Mitt Romney and a Broadway Show on Mormonism From the 'South Park' Crew


Mark I. Pinsky

Given his risk-averse personality, Mitt Romney is unlikely to schedule his formal entry into the presidential race to coincide with the March 24 Broadway opening of the musical comedy "The Book of Mormon," from the creators of the edgy, animated cable series "South Park."

On the other hand, given the unease about Romney's Mormon faith that Sunbelt evangelicals communicated to pollsters in 2008, it might not be bad timing for the former Massachusetts governor. It could demystify the Church of Jesus Christ of Latter-day Saints with a little humor.

You can find faith in the funniest places -- and where you would least expect to, like on Broadway or even on a scatological show like Comedy Central's "South Park."

Yet in researching a book and numerous articles on spirituality and popular culture, I found belief in abundance -- along with some of the most perceptive critiques of organized religion -- in the long-running Fox TV hit "The Simpsons." In a later edition I added chapters and wrote essays about the faith dimension of other animated network sitcoms, including "Futurama," "Family Guy," "King of the Hill" and "American Dad," where God and Jesus frequently show up, often with speaking parts.

However, none of these series comes as close in depth and devastating commentary to the way "South Park's" writers approach religious controversy. The show -- nasty, naughty and nihilistic -- features a quartet of pint-sized, potty-mouthed fourth-graders, as crudely drawn as their words are spoken.

The Catholic Church was relentlessly pounded for the clergy sex abuse scandal and for its doctrine and practices regarding the role of women. Even the church's most prominent (if unctuously hyper-sensitive) defender, William Donahue, leader of the Catholic League for Religious and Civil Rights, was literally eviscerated in an episode.

"South Park's" searing, two-episode satire of the Church of Scientology made headlines, as did its head-on assault of media timidity regarding Islam and the portrayal of the Prophet Muhammad. Through two regular characters with cerebral palsy -- Jimmy and Timmy -- the show has even explored the delicate issue of theology and disability.

But in its portrayal of Romney's church, the show has broken the most ground, and may do so again. In March, show creators Trey Parker and Matt Stone (with collaborator Robert Lopez) will premiere "The Book of Mormon" on the Great White Way. The story recounts the trials and travails of two young missionaries in modern-day Uganda, although those involved in the production have been sworn to secrecy about further plot details.

This is not the first time Parker (whose first three girlfriends were Mormon and who attended church summer camps) and Stone have portrayed the denomination. In 1998, Parker directed and co-starred in an independent film, "Orgazmo," in which he played a naïve Mormon missionary who stumbles into a leading role in a porn movie in order to finance his wedding. (Not a promising sign if you're a Mormon official concerned about the new Broadway show.)

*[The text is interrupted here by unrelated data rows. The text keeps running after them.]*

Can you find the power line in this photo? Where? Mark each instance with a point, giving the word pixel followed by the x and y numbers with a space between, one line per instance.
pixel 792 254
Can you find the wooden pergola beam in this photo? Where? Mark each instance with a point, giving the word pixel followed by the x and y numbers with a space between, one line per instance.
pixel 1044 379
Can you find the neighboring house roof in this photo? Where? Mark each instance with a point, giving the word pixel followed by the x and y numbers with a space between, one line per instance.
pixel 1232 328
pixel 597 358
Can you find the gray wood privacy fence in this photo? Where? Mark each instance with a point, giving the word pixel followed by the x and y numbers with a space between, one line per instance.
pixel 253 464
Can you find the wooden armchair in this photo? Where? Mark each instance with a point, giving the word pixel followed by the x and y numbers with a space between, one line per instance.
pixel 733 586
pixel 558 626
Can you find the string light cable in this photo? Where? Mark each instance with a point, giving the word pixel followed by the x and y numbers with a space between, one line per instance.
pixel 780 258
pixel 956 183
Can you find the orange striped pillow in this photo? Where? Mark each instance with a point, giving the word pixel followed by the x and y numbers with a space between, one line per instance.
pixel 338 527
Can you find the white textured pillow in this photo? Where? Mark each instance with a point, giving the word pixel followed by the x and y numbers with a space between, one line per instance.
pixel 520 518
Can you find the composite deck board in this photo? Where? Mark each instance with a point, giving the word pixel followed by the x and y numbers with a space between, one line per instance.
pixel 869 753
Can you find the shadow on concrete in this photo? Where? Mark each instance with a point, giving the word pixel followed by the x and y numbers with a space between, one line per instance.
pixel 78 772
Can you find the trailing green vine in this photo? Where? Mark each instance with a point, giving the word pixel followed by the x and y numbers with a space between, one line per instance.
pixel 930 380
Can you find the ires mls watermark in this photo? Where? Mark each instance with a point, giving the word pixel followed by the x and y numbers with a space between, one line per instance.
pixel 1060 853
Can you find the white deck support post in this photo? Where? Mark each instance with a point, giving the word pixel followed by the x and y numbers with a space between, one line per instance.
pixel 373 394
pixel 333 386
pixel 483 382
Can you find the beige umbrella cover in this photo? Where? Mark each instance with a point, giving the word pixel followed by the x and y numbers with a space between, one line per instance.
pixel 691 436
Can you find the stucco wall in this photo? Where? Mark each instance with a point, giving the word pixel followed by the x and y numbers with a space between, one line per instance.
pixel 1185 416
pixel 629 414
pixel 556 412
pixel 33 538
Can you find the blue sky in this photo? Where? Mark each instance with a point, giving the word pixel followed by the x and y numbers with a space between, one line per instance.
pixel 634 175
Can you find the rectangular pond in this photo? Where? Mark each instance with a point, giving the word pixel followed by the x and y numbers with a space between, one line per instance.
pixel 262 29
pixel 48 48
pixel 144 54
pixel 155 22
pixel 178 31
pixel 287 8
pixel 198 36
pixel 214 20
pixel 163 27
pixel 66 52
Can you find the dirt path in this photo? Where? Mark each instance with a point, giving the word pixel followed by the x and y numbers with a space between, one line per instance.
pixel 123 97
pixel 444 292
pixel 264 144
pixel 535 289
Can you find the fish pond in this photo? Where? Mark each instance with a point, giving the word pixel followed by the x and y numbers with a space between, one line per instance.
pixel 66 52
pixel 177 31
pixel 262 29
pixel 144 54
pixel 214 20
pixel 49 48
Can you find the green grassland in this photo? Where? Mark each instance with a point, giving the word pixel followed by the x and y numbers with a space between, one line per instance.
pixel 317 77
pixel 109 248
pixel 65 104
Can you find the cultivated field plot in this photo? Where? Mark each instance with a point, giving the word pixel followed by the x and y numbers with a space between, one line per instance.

Still, Parker (now an agnostic) and Stone (a secular Jew) grew up among Mormons in Colorado and have a soft spot in their heart for the church. In their comic cosmology, the denomination's founding prophet, Joseph Smith, was always included as an equal in "South Park" episodes that featured Jesus, Buddha, Moses, Krishna, Ganesh and (yes) Muhammad. In another episode, a preview of Heaven, Mormons are revealed as the only residents, prompting one observer to say, "Boy, did we guess wrong!"

In a 2003 episode called "All About Mormons," Parker and Stone interwove a modern plot about a Mormon family that moves to South Park, with a flashback to the 19th-century origins of the denomination in upstate New York. Both the modern and the vintage sections poked gentle, knowing fun at Mormons, and gave them a total pass on the issue of polygamy -- normally an easy cheap shot.

Mormons from Orlando to Salt Lake City whom I have interviewed think the episode is funny and not at all mean-spirited (or so distorted historically that it should be discounted). Some admit to sharing DVDs with their friends. More to the point, the episode strongly suggests that Mormons may have little to fear from the new musical.

"We wanted to make this not just cynical and Mormon bashing," Parker recently told the New York Times, "but hopeful and happy, because to me that's what musicals are about."

Despite a willingness to find common cause with Mormons on issues like gay marriage, abortion and stem cell research, as many as a third of middle-class evangelicals in Sunbelt suburbs -- the GOP base -- told pollsters in 2008 that they would be uneasy with a presidential candidate many consider to be a non-Christian.

In 2008, American popular culture did little to allay their concerns: HBO's "Big Love" focused on a contemporary, breakaway Mormon sect's embrace of polygamy; the feature film "September Dawn," starring John Voight, highlighted the dark side of Mormon history in Utah -- the infamous Mountain Meadows Massacre.

Although "Family Guy" took a shot at church hypocrisy this past Sunday, with any luck "The Book of Mormon" may actually give Romney's candidacy a boost, however unlikely a vehicle it might seem.